Rise in Food and Shelter Costs Outweighs Lower Energy Prices
Rebounding from its first monthly decline in 16 months, the headline CPI edged up 0.1 percent in September as increases in food and shelter helped offset a third straight decline in energy prices. The food index rose 0.3 percent last month, maintaining the index’s solid momentum exhibited so far this year. Support in consumer foods was largely driven by another strong gain in meats, poultry, fish & eggs, up 0.7 percent, and dairy & related products, up 0.5 percent–its tenth increase in the past 11 months. Prices for food at home and away from home each rose 0.3 percent on the month and continued to trend higher on a year-ago basis at 3.2 percent and 2.7 percent, respectively, as firms appear to have some pricing power in passing along increased costs to consumers (top chart). Looking ahead, as corn and other grain prices have declined on a glut of supply, food inflation pressures should ease in the coming months.Commodity prices in general have fallen significantly over the past few months as global activity has slowed and headwinds from an increased pace of demand have picked up. Indeed, the combination of weaker demand and ample supply has led global crude oil prices to fall by about 25 percent since its recent peak in July. This price cut is showing up at the consumer level as the CPI energy index fell 0.7 percent in September, following declines in August and July, helping boost consumers’ purchasing power.
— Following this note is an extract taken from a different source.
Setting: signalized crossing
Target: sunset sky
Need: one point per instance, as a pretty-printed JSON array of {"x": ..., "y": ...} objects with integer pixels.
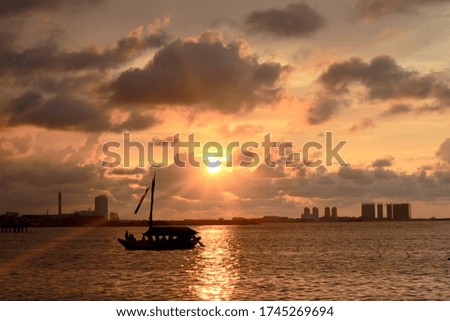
[{"x": 76, "y": 75}]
Excluding food and energy, consumer prices also rose 0.1 percent following its weaker-than-expected flat reading in August. Shelter costs continue to support core CPI as rent of a primary residence rose 0.3 percent and owners’ equivalent rent increased 0.2 percent. Apparel and new vehicles were flat on the month, but airfare costs continue to descend, down 0.5 percent.
Near-Term Inflation Outlook Remains Benign
Heading into the October FOMC meeting, Fed officials find themselves observing an economy where its mandates are trending in different directions. On the employment side, the labor market continues to move closer to full employment as hiring averages 200,000-plus a month and the unemployment rate continues to fall. On the price front, however, inflation remains well below its target, reflecting, in part, lower commodity prices and significant growth challenges abroad. Against the backdrop of these growth concerns, worries of deflation threats have cropped back up with inflation expectations turning south. Importantly, expectations still remain in the 5-year channel, albeit at the low end (bottom chart). Lower energy prices will continue to weigh on headline inflation in the near-term, but with core inflation holding firm and prospects of better GDP growth ahead, we believe headline consumer inflation will reverse course and trend back toward the Fed’s longer-run target of 2 percent by year-end 2015.